Section E: Corrective actions taken to prevent future incidents: OSHA is less likely to conduct an inspection if it believes that corrective actions to prevent future accidents have been taken. Taking corrective action is not an admission of liability for OSHA violations, but it should not be described in terms of an action that the employer “should” have taken before the accident and “failed” to do so, which would be an admission. Employers should specify what actions have been taken following the accident. The most common actions would be retraining employees on proper safety procedures, use of tools or safety devices, or wearing of personal protective equipment.

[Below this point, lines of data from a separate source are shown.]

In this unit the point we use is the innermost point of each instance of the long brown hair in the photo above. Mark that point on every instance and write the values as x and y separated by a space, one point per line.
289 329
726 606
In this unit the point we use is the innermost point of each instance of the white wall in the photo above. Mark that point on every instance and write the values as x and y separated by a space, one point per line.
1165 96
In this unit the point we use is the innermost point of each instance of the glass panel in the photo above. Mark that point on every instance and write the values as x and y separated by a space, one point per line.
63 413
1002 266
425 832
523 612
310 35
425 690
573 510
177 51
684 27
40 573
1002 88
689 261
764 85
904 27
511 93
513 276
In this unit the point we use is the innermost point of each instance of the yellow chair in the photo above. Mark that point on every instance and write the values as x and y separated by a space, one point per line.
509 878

It is recommended that employers utilize an RRI form to respond to OSHA, although the employer always has the option of a narrative in letter format. In either event, the response must be factually accurate and not based on speculation, which may not be correct. In addition, the employer is not required to admit any violations in the RRI that can occur if the employer does not limit the response to known facts about the event and description of any corrective action. In the event of a serious injury or fatality, engagement of experienced OSHA counsel should be considered to create legal privileges.